Hacker News new | ask | show | jobs
by adrianN 3145 days ago
They could build small self driving busses.
1 comments

Someone said a few weeks ago that buses that run very often on the same route is just a very expensive train.

I think for self driving to realy work well, we have to ban humans from driving (and perhaps make it a felony to interfere with a self driving bus the same way we cover assault on a bus driver).

I thought it would be easier to implement self driving trains than to implement self driving cars. Who is working on that?

Having worked with trains I'd guess that frequently running busses are actually very cheap trains. Rail infrastructure is incredibly expensive.
> Rail infrastructure is incredibly expensive.

I didn't know that but I assumed it would be cheaper than roads? I mean four tracks of trains (two local, two express) compared to four lanes of road?

Roads are dirt-cheap (pardon the pun) compared to rail: first off, a road requires an order of magnitude lower precision, can scale significantly steeper grades, and allows for curves and stopping distances that on rail would be considered insufficient.
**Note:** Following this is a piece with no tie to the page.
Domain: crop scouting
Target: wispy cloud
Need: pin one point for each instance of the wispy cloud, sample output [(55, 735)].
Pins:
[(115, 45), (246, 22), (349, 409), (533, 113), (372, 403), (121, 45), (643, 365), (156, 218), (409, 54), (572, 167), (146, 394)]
Next, operating it is a dark art in itself - scheduling, communication, safety, etc.; a highway through nowhere just needs asphalt and it just lays there, a railway needs active elements. And to top it off, there's maintenance: a 2-inch bump in a road is normal, in a railway it's a major defect. Worse, rerouting around a closed section is not a simple matter of setting up traffic cones.

All of that is expensive - like the difference between 80% and 99.9% reliability.

> I thought it would be easier to implement self driving trains than to implement self driving cars. Who is working on that?

We already have self-driving light rail systems (London's DLR for instance).

...and much of the normal rail is running at Level 3-Level 4 equivalent.